Single by Eric Church

from the album Desperate Man
- Released: July 12, 2018
- Genre: Country
- Length: 3:29
- Label: EMI Nashville
- Songwriter(s): Eric Church; Ray Wylie Hubbard;
- Producer(s): Jay Joyce

Eric Church singles chronology
| "Round Here Buzz" (2017) | "Desperate Man" (2018) | "Some of It" (2019) |

= Desperate Man (song) =

"Desperate Man" is a song recorded by American country music singer Eric Church. Written by Church and Ray Wylie Hubbard, the song is the title track and lead single from his sixth studio album of the same name.

==Content==
Church announced the single and album via a livestream with his fan club, the Church Choir, in July 2018.

The song has been compared to "Sympathy for the Devil" by The Rolling Stones. Church said that he chose to write with Ray Wylie Hubbard after name-dropping him in his 2015 single "Mr. Misunderstood". This led to the two performing together in concert, and Church collaborating on a song of Hubbard's. Church presented the opening line, about a fortune teller who tells a man that he "has no future", from which Hubbard developed more lyrics and the song's groove. Hubbard told Taste of Country that the song is about being "completely at a point where you're willing to try anything." Church also noted that much of the song's emotion, along with its message of showing hope even when one is feeling troubled, were inspired by the 2017 Las Vegas shooting.

In the music video, which also features Hubbard in a cameo, Church gets "busted" by FBI agents whose uniforms read EMI, the name of his record label.
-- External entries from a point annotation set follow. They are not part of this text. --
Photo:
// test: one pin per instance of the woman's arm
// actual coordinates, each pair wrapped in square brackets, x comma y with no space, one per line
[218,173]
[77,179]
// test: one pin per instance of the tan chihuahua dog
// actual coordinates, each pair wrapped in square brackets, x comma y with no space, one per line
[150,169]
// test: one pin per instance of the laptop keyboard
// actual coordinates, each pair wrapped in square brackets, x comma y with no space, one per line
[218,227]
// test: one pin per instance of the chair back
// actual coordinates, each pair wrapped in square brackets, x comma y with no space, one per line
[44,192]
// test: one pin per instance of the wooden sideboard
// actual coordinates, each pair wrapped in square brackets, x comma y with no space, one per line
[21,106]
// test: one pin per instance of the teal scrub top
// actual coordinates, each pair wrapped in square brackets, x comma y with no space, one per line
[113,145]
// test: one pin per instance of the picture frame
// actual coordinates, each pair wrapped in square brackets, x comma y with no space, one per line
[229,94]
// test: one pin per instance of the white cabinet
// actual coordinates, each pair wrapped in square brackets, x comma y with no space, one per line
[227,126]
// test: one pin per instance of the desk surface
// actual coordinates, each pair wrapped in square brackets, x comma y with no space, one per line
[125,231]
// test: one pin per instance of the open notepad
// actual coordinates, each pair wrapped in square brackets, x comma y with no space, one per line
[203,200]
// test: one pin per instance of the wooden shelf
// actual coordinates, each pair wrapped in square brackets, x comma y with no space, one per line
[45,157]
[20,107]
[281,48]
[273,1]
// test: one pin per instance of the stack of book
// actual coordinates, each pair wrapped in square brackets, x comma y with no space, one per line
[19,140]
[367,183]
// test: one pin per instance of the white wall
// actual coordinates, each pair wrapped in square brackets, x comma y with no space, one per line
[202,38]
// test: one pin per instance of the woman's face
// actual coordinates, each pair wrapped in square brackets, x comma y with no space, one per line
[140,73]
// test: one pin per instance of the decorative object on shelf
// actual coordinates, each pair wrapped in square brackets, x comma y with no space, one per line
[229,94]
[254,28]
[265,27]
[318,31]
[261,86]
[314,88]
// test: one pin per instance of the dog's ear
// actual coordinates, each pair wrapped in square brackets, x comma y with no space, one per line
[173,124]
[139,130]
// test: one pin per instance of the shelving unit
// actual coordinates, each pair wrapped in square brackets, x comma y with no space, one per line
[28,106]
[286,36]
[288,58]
==Commercial performance==
The song peaked at No 8 on Hot Country Songs for chart dated October 18, 2018.
The song has sold 109,000 copies in the United States as of December 2018. It was certified Gold in Canada and Platinum in the US.

==Charts==

===Weekly charts===

| Chart (2018) | Peak position |
|---|---|
| Canada (Canadian Hot 100) | 61 |
| US Billboard Hot 100 | 68 |
| US Country Airplay (Billboard) | 13 |
| US Hot Country Songs (Billboard) | 8 |

===Year-end charts===

| Chart (2018) | Position |
|---|---|
| US Country Airplay (Billboard) | 54 |
| US Hot Country Songs (Billboard) | 52 |

==Certifications==

| Region | Certification | Certified units/sales |
| Canada (Music Canada) | Gold | 40,000^{‡} |
| United States (RIAA) | Platinum | 1,000,000^{‡} |
^{‡} Sales+streaming figures based on certification alone.